Pages

Monday, August 31, 2020

Patient Identity Management the IHE way

 Here are the IHE relevant works on the topic of Patient.

Most important, this is not an interoperability problem

Nationwide Patient Identity Management, especially in a federation like the USA, is a balance between quality, privacy, and safety. Where patient treatment is involved, mistakes in identity can kill. Where health data are involved, mistakes in identity can be a permanent privacy violation. These problems don't exist in environments outside of healthcare, like the financial / banking industry, where in those industries it is easy and effective to revoke an identity, protect an account, and issue a new identity. Further in these other industries a financial remedy is all that is needed to address damages, and thus insurance against damages is easy.

The more accurate one can identify the patient, the more accurate the linkage to that same patient at other locations. Quality of identity can build upon other identifier numbers, like Drivers License, Passport numbers, social security number, etc.

Architectures
IHE includes two distinct architectures at the interoperability level.
1. Centralized - In this model, all the participating organizations feed their updates to a central service. Thus the central service is completely aware of all the information. It can cross-reference various identifiers into a virtual identity. This central authority 
2. Federated - In this model, all the participants agree to respond to queries from other participants. 

The intention is that regional exchanges that are all within a single policy domain could use the Centralized approach. Where as broader access beyond that regional exchange would be knit together using the Federated approach. 

Within an organization, there tends to be a scale of Centralized, but within an organization there could also be forms of Federated. The original PIX/PDQ model explained below was designed first for use within a healthcare treatment organization. 

This was extended to an XDS "Affinity Domain" when XDS needed an identity. In the case of XDS "Affinity Domain" there is a master identifier that is maintained centrally within the Affinity Domain, yet there is no defined centralized set of master identifier attributes. Within an Affinity Domain there is mechanics for fixing mistaken identity, but no mechanics to inform all participants when a patient changes attributes like name, address, phone number, etc. 

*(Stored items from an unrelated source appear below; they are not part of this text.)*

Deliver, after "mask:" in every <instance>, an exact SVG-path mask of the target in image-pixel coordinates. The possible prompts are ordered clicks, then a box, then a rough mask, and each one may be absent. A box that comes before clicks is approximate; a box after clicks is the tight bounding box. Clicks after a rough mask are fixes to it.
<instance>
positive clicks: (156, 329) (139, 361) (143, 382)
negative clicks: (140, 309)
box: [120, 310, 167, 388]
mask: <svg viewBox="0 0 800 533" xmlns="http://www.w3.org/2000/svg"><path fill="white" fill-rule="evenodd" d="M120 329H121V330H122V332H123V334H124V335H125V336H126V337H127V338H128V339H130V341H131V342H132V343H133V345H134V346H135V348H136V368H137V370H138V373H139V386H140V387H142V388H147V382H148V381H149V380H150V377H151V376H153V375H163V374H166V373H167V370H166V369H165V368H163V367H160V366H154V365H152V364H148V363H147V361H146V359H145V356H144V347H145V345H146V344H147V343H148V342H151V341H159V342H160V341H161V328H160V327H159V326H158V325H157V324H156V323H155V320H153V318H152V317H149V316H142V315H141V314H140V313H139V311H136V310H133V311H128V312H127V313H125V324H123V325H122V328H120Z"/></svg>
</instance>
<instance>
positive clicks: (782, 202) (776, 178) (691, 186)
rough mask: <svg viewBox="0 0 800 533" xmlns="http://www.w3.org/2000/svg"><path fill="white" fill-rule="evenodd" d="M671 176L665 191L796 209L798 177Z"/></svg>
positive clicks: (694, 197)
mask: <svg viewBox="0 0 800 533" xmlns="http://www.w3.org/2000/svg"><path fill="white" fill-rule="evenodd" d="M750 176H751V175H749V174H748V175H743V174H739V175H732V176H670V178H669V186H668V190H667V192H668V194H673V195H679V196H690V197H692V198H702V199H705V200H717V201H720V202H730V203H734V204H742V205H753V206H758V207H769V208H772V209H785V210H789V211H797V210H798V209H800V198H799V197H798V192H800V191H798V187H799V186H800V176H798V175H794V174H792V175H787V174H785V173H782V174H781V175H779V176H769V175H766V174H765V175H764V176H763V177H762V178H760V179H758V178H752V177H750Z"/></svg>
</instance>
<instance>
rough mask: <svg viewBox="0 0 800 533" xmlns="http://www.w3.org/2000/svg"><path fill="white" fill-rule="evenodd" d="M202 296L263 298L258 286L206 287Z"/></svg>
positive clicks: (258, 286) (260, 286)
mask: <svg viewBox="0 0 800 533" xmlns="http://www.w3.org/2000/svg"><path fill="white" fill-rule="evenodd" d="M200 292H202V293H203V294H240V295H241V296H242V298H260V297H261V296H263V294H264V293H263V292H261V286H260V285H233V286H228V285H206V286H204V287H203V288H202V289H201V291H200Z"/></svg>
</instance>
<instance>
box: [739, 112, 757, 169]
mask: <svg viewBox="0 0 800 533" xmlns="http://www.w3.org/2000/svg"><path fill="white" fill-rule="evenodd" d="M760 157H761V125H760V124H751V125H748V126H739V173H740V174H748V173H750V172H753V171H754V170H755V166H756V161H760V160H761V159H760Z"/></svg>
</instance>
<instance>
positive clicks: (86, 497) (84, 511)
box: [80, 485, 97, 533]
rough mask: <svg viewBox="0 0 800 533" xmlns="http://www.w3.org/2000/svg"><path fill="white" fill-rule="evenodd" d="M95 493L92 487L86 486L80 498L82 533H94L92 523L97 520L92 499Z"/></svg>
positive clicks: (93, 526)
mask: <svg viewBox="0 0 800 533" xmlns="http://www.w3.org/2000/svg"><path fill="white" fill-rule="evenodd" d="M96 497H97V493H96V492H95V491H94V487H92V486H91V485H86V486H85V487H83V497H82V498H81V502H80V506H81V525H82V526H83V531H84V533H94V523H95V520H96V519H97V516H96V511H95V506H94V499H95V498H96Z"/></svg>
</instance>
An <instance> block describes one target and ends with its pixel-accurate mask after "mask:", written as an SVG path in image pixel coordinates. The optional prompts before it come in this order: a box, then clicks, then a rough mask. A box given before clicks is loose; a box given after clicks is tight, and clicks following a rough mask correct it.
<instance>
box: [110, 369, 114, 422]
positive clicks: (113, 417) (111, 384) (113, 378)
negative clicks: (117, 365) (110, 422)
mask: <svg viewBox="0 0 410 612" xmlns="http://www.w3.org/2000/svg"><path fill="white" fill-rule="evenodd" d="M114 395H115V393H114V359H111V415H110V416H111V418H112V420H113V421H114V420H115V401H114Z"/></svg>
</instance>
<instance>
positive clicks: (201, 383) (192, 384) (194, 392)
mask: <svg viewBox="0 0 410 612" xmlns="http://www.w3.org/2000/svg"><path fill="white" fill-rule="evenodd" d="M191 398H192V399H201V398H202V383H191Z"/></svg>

The Federated approach is what was designed for XCA, to enable communities to be self-contained, while enabling a patient discovery in a federated way. The XCPD profile is used in XCA to request that a patient match be discovered. This match is based on the policy, accuracy, and authorization at each responding community. 

The new IHE Profile below that manages a comprehensive identity for each patient. In this way the community participants agree to cooperate on a single identity for each patient. This would include cross-references to local medical record numbers where they exist, but more important includes mechanics for cooperating on updates as the patient changes their address, phone number, e-mail address, and name.

Interoperability solutions

FHIR Profiles
Legacy Architecture Profiles
  •  [XCPDCross-Community Patient Discovery locates communities with electronic health records for a patient and translates patient identifiers across communities.  
  •  [PAMPatient Administration Management establishes the continuity and integrity of patient data in and across acute care settings, as well as among ambulatory caregivers.

  •  [PDQPatient Demographics Query queries by patient demographics for patient identity from a central patient information server.
  •  [PIXPatient Identifier Cross Referencing queries for patient identity cross-references between hospitals, sites, health information exchange networks, etc.
  •  [XPID] XAD-PID Change Management updates the relationship between XDS Affinity Domain patient identifiers and other patient identifiers.  


Whitepapers and Handbooks on HIE, each have sections on Patient Identity Management
  • Health Information Exchange: Enabling Document Sharing Using IHE Profiles – Published 2012-01-24
    • Section 4 Patient Identity Management
    • 4.1 Patient Identity Cross-Reference (PIX)
    • 4.2 Patient Demographics Query (PDQ)
    • 4.3 Cross-Community Patient Discovery (XCPD)
  • Template for XDS Affinity Domain Deployment Planning – Revised 2008-12-02
    • Defines policy decisions that a community needs to address. Specific to Patient:
      • Section A.8.2.2.7 XDS Patient Identity Source
      • Section A.8.2.2.8 PIX Patient Identity Source
      • Section A.8.2.2.9 PIX Manager
      • Section A.8.2.2.10 PIX Consumer
      • Section A.8.2.2.11 PDQ Patient Demographics Supplier
      • Section A.8.2.2.12 PDQ Patient Demographics Consumer
      • Section A.9.2.1 Example of Rules and Restrictions for Patient Demographics Data
  • Volume 2x (ITI TF-2x): Appendices A through X and Glossary (Rev. 15.1)
    • Appendix E: Patient Identifiers in HL7-based IHE Profiles
    • Appendix M: Using Patient Demographics Query in Multi-Domain Environments


      IHE focuses on Interoperability, not policy. This said, the interoperability needs are driven by a set of reasonable policies that are expected to be used.